The J. F. Roberts Octagonal Barn was listed on the National Register of Historic Places in 1999.

==Geography==
According to the United States Census Bureau, the city has a total area of 0.12 sqmi, all land.

==Demographics==

Historical population
| Census | Pop. | Note | %± |
| 1920 | 127 |  | — |
| 1930 | 94 |  | −26.0% |
| 1940 | 128 |  | 36.2% |
| 1950 | 110 |  | −14.1% |
| 1960 | 90 |  | −18.2% |
| 1970 | 54 |  | −40.0% |
| 1980 | 78 |  | 44.4% |
| 1990 | 62 |  | −20.5% |
| 2000 | 56 |  | −9.7% |
| 2010 | 50 |  | −10.7% |
| 2020 | 46 |  | −8.0% |
U.S. Decennial Census

===2010 census===
As of the census of 2010, there were 50 people in 25 households, including 12 families, in the city. The population density was 416.7 PD/sqmi. There were 25 housing units at an average density of 208.3 /sqmi. The racial makup of the city was 100.0% White.

Of the 25 households, 20.0% had children under the age of 18 living with them, 40.0% were married couples living together, 4.0% had a female householder with no husband present, 4.0% had a male householder with no wife present, and 52.0% were non-families. 40.0% of households were one person, and 24% were one person aged 65 or older. The average household size was 2.00 and the average family size was 2.75.

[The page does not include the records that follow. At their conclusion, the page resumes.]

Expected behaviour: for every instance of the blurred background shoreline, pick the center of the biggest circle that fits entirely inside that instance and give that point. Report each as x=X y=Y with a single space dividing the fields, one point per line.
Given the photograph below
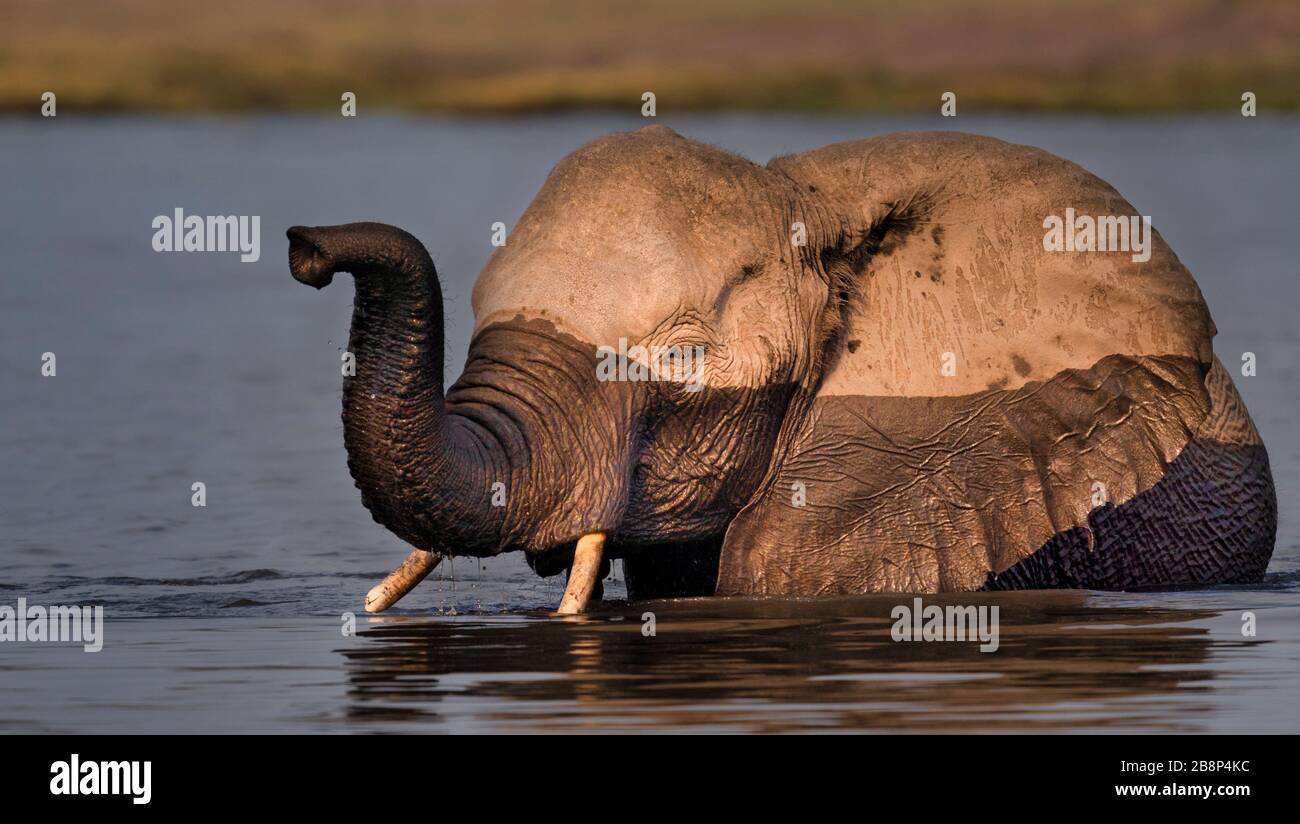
x=519 y=56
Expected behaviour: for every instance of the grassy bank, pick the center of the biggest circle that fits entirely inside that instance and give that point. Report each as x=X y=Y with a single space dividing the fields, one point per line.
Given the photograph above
x=519 y=55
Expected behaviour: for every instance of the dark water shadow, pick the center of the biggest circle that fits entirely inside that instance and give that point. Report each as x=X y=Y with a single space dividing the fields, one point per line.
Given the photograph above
x=780 y=666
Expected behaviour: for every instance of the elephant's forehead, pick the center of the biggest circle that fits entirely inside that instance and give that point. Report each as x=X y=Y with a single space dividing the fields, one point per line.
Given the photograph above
x=616 y=265
x=590 y=285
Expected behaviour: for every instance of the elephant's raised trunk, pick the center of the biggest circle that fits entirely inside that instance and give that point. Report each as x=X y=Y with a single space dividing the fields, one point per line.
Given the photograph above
x=401 y=451
x=436 y=469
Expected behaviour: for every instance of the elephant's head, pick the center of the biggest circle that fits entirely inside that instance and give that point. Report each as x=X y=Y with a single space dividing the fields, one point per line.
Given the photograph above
x=661 y=346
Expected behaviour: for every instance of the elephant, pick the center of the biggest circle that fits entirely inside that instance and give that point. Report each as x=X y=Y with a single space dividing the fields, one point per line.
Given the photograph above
x=900 y=386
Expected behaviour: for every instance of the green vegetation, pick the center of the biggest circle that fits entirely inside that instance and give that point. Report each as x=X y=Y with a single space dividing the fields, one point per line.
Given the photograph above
x=533 y=55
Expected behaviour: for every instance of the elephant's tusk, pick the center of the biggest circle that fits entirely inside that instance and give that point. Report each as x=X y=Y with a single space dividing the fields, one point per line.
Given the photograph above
x=402 y=580
x=586 y=566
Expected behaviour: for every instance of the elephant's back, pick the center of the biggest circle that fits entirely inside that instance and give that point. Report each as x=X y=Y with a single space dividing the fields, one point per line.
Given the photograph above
x=961 y=294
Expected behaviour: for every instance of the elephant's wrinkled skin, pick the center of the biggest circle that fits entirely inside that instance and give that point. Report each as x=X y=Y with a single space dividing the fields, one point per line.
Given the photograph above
x=918 y=398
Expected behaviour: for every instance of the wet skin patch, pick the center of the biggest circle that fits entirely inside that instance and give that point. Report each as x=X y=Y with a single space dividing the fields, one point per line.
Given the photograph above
x=935 y=494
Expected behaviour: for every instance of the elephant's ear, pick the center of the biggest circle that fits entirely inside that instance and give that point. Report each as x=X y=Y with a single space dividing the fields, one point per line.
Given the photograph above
x=982 y=394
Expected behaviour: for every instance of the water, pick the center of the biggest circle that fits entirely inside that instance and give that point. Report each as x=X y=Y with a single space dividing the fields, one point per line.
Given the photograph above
x=182 y=368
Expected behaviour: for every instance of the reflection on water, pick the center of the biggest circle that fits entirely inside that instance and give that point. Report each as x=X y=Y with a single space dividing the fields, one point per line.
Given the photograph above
x=792 y=666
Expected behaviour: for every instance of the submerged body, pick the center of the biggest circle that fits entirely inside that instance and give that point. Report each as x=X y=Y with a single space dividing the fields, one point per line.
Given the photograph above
x=902 y=386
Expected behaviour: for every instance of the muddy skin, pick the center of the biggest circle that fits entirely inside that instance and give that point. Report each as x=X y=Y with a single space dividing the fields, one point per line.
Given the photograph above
x=948 y=395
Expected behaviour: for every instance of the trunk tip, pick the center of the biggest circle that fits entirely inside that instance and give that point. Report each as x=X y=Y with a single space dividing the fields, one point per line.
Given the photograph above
x=308 y=261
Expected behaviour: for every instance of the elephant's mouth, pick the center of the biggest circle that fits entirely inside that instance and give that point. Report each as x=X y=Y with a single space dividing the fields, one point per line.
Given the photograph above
x=649 y=571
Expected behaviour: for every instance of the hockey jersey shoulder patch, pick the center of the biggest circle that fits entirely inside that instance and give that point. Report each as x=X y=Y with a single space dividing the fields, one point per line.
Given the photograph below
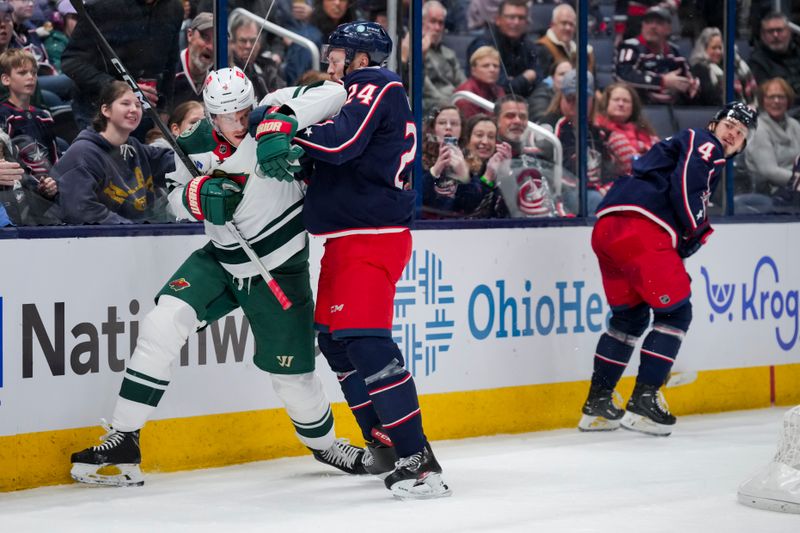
x=198 y=139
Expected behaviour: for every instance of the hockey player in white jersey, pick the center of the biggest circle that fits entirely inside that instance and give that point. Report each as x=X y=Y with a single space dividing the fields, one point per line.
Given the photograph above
x=219 y=278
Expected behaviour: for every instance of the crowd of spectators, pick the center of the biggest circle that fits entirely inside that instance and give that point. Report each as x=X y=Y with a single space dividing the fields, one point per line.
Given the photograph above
x=75 y=149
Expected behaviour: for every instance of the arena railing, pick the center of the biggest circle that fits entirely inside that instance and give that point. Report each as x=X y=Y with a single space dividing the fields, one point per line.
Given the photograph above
x=280 y=31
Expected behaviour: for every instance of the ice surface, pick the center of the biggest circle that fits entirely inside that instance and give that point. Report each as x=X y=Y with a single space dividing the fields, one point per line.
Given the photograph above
x=557 y=481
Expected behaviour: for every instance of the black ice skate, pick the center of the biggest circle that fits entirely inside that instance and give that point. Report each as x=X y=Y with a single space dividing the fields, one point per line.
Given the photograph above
x=647 y=412
x=600 y=412
x=342 y=455
x=418 y=476
x=115 y=462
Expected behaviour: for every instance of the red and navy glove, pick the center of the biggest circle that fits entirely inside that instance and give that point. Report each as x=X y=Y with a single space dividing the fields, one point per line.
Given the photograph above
x=688 y=246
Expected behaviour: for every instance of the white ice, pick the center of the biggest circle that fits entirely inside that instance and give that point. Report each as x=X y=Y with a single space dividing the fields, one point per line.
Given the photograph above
x=556 y=481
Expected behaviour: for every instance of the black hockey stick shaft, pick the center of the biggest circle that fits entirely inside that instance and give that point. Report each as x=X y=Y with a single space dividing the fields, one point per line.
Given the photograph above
x=123 y=72
x=187 y=162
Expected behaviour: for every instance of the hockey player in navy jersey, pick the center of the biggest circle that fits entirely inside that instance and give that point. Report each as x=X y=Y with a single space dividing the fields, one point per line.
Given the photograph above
x=359 y=199
x=649 y=222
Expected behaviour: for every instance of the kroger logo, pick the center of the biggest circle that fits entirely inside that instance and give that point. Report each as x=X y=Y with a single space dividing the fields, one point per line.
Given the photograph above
x=762 y=299
x=422 y=284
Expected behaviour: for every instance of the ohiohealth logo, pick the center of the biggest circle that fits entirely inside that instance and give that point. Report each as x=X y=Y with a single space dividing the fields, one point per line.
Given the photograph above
x=422 y=285
x=762 y=299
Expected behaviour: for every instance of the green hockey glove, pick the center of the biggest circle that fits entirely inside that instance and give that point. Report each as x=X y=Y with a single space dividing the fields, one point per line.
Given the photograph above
x=212 y=199
x=276 y=156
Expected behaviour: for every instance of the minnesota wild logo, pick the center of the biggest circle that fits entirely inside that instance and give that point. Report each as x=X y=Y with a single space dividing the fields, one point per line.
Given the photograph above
x=179 y=284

The median age was 49.3 years. 18% of residents were under the age of 18; 4% were between the ages of 18 and 24; 20% were from 25 to 44; 32% were from 45 to 64; and 26% were 65 or older. The gender makeup of the city was 48.0% male and 52.0% female.

===2000 census===
As of the census of 2000, there were 56 people in 24 households, including 16 families, in the city. The population density was 461.2 PD/sqmi. There were 25 housing units at an average density of 205.9 /sqmi. The racial makup of the city was 100.00% White.

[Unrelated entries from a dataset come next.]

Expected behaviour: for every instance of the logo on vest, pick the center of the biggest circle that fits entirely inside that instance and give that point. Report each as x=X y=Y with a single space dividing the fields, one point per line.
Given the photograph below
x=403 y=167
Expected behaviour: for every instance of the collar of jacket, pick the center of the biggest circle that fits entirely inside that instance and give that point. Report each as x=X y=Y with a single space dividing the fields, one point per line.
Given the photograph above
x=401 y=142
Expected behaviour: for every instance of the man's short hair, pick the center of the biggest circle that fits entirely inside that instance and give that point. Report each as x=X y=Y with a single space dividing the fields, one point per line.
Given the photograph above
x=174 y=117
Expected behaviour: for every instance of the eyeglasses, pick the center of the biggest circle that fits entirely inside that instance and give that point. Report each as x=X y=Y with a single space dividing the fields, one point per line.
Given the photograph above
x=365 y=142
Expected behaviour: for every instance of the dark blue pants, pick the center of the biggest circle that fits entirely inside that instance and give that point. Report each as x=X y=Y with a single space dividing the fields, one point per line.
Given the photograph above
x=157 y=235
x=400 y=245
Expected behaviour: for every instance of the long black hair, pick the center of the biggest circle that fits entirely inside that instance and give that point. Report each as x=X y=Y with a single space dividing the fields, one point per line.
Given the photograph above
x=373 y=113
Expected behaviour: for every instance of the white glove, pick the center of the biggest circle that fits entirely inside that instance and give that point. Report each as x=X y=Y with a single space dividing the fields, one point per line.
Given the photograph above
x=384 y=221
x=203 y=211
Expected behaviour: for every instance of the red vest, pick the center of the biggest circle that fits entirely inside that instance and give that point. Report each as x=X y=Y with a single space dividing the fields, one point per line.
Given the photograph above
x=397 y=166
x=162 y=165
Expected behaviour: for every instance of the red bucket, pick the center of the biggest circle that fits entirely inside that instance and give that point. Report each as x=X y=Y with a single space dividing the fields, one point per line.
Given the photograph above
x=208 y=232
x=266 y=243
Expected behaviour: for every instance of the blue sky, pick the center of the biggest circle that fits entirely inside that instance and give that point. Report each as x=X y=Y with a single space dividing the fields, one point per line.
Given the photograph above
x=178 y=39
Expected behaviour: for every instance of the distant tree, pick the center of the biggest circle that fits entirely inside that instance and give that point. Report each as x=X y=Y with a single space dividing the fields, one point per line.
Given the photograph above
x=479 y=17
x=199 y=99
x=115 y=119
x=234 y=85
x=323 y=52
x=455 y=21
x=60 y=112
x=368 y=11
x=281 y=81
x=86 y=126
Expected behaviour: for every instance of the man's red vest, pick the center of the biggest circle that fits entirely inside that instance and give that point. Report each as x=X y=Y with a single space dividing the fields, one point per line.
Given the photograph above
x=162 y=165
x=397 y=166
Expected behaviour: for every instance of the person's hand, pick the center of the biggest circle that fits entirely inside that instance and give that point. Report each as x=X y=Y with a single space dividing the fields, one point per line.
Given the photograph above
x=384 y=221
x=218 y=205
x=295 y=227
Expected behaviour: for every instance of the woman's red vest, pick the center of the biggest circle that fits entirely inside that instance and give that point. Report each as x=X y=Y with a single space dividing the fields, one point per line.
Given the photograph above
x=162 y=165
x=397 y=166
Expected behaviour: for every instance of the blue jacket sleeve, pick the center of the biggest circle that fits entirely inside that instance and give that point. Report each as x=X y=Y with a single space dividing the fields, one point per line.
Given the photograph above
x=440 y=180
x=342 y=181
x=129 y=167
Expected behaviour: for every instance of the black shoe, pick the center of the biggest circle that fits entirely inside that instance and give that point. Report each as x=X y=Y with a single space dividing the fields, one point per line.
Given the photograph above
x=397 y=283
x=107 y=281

Of the 24 households, 33.3% had children under the age of 18 living with them, 66.7% were married couples living together, and 29.2% were non-families. 25.0% of households were one person, and 8.3% were one person aged 65 or older. The average household size was 2.33 and the average family size was 2.76.

In the city the population was spread out, with 23.2% under the age of 18, 1.8% from 18 to 24, 35.7% from 25 to 44, 26.8% from 45 to 64, and 12.5% 65 or older. The median age was 40 years. For every 100 females, there were 107.4 males. For every 100 females age 18 and over, there were 104.8 males.

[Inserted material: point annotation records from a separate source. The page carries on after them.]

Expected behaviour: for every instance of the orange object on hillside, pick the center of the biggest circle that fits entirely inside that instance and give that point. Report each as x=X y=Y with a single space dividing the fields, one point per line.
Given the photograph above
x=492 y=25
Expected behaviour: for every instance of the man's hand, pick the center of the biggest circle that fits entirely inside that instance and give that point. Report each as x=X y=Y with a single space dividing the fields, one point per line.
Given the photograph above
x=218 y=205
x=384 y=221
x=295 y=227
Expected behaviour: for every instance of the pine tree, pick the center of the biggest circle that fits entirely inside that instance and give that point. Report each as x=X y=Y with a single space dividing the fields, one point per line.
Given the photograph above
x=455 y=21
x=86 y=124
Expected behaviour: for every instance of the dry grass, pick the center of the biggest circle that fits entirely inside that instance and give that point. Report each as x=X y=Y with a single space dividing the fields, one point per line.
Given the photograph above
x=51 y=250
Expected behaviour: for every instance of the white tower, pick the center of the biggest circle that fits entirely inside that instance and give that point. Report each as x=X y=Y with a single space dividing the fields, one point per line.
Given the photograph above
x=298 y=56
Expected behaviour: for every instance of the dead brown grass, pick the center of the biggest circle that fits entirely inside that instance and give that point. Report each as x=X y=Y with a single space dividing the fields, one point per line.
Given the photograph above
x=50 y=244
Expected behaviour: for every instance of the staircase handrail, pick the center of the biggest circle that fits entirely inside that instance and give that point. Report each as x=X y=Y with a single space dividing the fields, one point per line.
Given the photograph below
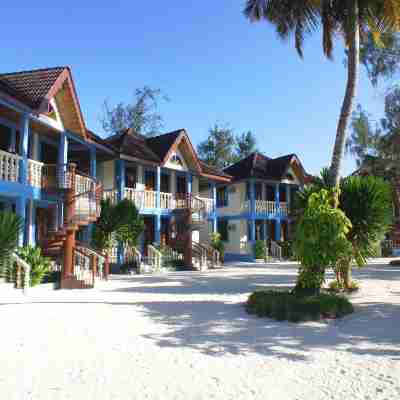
x=27 y=271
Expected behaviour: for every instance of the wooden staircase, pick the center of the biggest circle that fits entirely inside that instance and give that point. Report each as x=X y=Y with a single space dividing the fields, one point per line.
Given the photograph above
x=189 y=215
x=81 y=197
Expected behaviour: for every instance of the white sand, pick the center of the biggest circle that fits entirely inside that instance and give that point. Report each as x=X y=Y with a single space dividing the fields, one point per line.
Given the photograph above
x=187 y=336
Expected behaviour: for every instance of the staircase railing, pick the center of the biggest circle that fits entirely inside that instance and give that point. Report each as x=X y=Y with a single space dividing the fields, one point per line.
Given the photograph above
x=22 y=265
x=276 y=250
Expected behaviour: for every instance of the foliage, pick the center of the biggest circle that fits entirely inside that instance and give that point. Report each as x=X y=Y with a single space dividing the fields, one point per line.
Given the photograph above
x=10 y=227
x=381 y=61
x=246 y=143
x=367 y=202
x=40 y=265
x=338 y=286
x=131 y=225
x=218 y=149
x=260 y=250
x=321 y=240
x=218 y=244
x=287 y=306
x=141 y=115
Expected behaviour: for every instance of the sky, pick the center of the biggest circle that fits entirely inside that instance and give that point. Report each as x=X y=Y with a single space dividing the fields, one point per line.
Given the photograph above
x=214 y=65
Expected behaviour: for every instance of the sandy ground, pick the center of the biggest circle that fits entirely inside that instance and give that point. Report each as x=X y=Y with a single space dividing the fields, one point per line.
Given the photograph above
x=187 y=336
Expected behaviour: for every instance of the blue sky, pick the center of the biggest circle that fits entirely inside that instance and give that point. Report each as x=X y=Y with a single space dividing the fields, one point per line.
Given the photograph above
x=211 y=62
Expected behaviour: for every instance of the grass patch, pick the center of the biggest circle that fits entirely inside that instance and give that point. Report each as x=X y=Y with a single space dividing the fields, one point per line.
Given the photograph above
x=285 y=306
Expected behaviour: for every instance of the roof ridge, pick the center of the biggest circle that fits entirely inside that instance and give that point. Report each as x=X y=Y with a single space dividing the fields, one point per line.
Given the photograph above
x=34 y=70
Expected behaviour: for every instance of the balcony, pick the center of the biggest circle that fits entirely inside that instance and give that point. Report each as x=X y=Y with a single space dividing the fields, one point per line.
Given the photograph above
x=147 y=199
x=267 y=207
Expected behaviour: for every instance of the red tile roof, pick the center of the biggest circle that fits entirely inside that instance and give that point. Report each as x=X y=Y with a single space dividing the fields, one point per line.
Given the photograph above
x=32 y=86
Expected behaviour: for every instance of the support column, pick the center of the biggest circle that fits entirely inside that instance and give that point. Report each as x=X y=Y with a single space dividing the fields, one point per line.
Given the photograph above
x=120 y=178
x=23 y=149
x=252 y=212
x=277 y=198
x=31 y=223
x=93 y=163
x=157 y=230
x=214 y=197
x=158 y=187
x=20 y=209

The median household income was $31,250 and the median family income was $37,188. Males had a median income of $35,625 versus $11,667 for females. The per capita income for the city was $13,639. There were no families and 4.3% of the population living below the poverty line, including no under eighteens and none of those over 64.

==Education==
It is in the North Andrew County R-VI School District.